Appel devant la Cour divisionnaire
27. (1) Toute partie à l’audience que tient la Commission de la sécurité-incendie aux termes de l’article 26 peut interjeter appel de la décision de la Commission devant la Cour divisionnaire conformément aux règles de pratique pour tout motif d’appel ne comportant pas seulement une question de fait.
Droit d’audience du ministre
(2) Le ministre a le droit d’être entendu lors d’une audience tenue aux termes du présent article.
Pouvoirs du tribunal lors de l’appel
(3) Le juge qui entend un appel interjeté en vertu du présent article peut, selon le cas :
a) renvoyer la question à la Commission pour réexamen;
b) confirmer ou modifier la décision de la Commission;
c) rendre toute autre ordonnance qu’il estime appropriée, y compris une ordonnance enjoignant au commissaire des incendies ou à un inspecteur d’accomplir tout acte que la présente loi l’autorise à accomplir. 1997, chap. 4, art. 27.
PARTIE VII
INFRACTIONS ET EXÉCUTION
Infractions
28. (1) Est coupable d’une infraction quiconque, selon le cas :
a) entrave ou gêne le commissaire des incendies, un de ses assistants ou un chef des pompiers dans l’exercice de ses pouvoirs et fonctions, ou l’empêche de les exercer;
b) empêche un inspecteur de pénétrer sur des terrains ou dans des lieux comme l’y autorise l’article 19 ou 20, refuse de répondre à des questions sur des sujets pertinents ou fournit à l’inspecteur des renseignements sur ces sujets qu’il sait être faux ou trompeurs ou devrait raisonnablement savoir qu’ils le sont;
c) sous réserve du paragraphe (2), contrevient à quelque disposition que ce soit de la présente loi ou des règlements;
d) refuse ou omet d’obéir aux directives que donne le commissaire des incendies, un de ses assistants ou un chef des pompiers en vertu de la présente loi, ou de les exécuter. 1997, chap. 4, par. 28 (1); 2002, chap. 18, annexe N, art. 6.
Idem
(2) Quiconque contrevient à une disposition de la partie IX de la présente loi n’est pas coupable d’une infraction. 1997, chap. 4, par. 28 (2).
Peines
(3) Le particulier qui est déclaré coupable d’une infraction aux termes du paragraphe (1) est passible :
a) s’il s’agit d’une infraction autre qu’une infraction visée à l’alinéa b), d’une amende maximale de 20 000 $ et d’un emprisonnement maximal d’un an, ou d’une seule de ces peines;
b) s’il s’agit d’une infraction pour contravention au code de prévention des incendies, d’une amende maximale de 50 000 $ et d’un emprisonnement maximal d’un an, ou d’une seule de ces peines. 2005, chap. 33, art. 8.
Idem
(4) La personne morale qui est déclarée coupable d’une infraction aux termes du paragraphe (1) est passible d’une amende maximale de 100 000 $. 2005, chap. 33, art. 8.
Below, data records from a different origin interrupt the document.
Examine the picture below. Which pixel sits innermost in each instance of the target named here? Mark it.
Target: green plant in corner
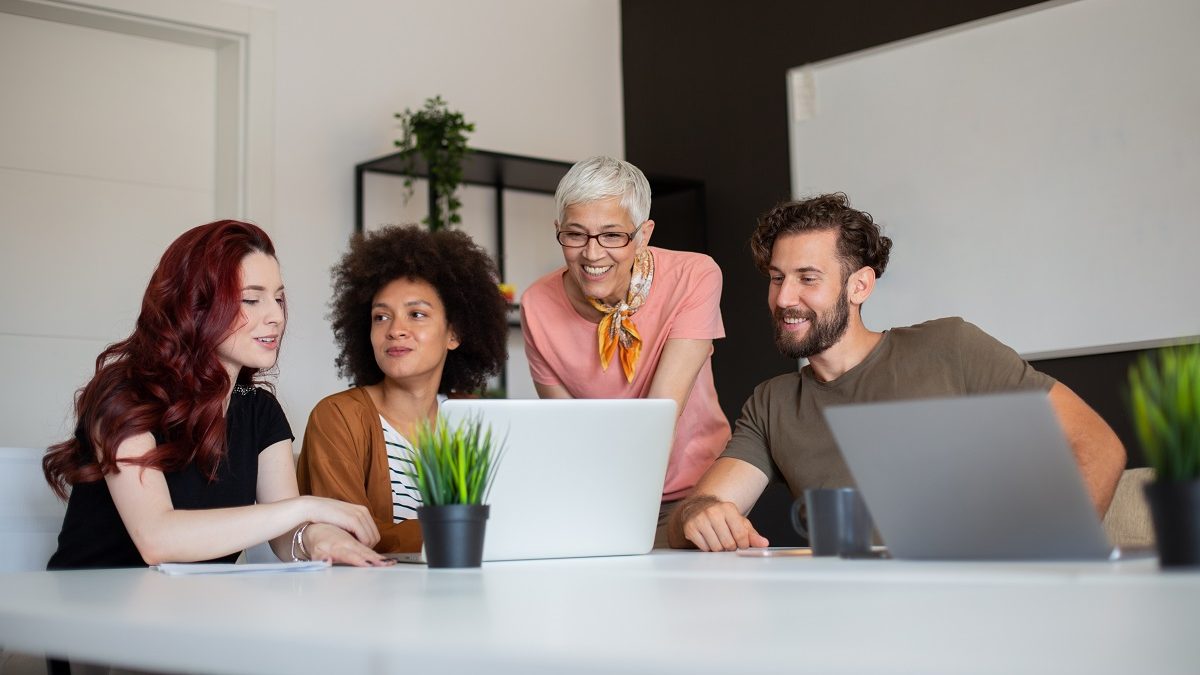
(438, 136)
(454, 465)
(1164, 401)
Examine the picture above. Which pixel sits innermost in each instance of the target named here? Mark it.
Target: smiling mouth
(595, 270)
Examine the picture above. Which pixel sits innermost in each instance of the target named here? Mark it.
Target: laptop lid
(577, 478)
(987, 477)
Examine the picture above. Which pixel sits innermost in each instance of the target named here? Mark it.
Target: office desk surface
(670, 611)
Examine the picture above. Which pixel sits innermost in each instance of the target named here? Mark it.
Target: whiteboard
(1038, 172)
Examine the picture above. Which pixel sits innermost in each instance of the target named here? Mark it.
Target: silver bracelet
(298, 541)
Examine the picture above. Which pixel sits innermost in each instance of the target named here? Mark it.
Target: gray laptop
(579, 477)
(988, 477)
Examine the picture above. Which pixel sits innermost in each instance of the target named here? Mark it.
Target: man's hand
(713, 525)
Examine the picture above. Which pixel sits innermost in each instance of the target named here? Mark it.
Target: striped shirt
(405, 497)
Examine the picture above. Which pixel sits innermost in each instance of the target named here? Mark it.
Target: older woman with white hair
(625, 320)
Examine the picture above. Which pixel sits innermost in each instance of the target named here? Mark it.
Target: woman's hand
(327, 542)
(352, 518)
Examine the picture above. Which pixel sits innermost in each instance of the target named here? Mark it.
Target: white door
(111, 145)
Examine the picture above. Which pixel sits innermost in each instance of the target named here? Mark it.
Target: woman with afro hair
(417, 317)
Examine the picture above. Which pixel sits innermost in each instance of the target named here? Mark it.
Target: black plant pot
(1175, 509)
(454, 533)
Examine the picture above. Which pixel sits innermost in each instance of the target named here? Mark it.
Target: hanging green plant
(439, 137)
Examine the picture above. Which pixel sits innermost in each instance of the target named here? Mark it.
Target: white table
(664, 613)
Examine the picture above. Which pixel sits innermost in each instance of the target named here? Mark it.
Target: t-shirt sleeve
(990, 365)
(533, 310)
(750, 436)
(270, 422)
(700, 309)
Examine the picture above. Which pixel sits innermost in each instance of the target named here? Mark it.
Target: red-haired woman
(178, 455)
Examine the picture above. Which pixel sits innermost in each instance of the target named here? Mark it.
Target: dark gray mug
(839, 523)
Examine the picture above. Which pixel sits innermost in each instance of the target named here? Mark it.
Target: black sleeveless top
(93, 532)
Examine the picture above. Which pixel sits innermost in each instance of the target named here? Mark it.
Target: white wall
(538, 77)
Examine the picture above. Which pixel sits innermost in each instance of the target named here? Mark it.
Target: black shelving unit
(677, 202)
(675, 198)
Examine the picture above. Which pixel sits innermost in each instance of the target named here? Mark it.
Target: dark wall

Infraction commise par un administrateur ou dirigeant d’une personne morale
(5) L’administrateur ou le dirigeant d’une personne morale qui sait que cette dernière viole ou a violé une disposition du code de prévention des incendies est coupable d’une infraction et passible, sur déclaration de culpabilité, d’une amende maximale de 50 000 $ et d’un emprisonnement maximal d’un an, ou d’une seule de ces peines. 2005, chap. 33, art. 8.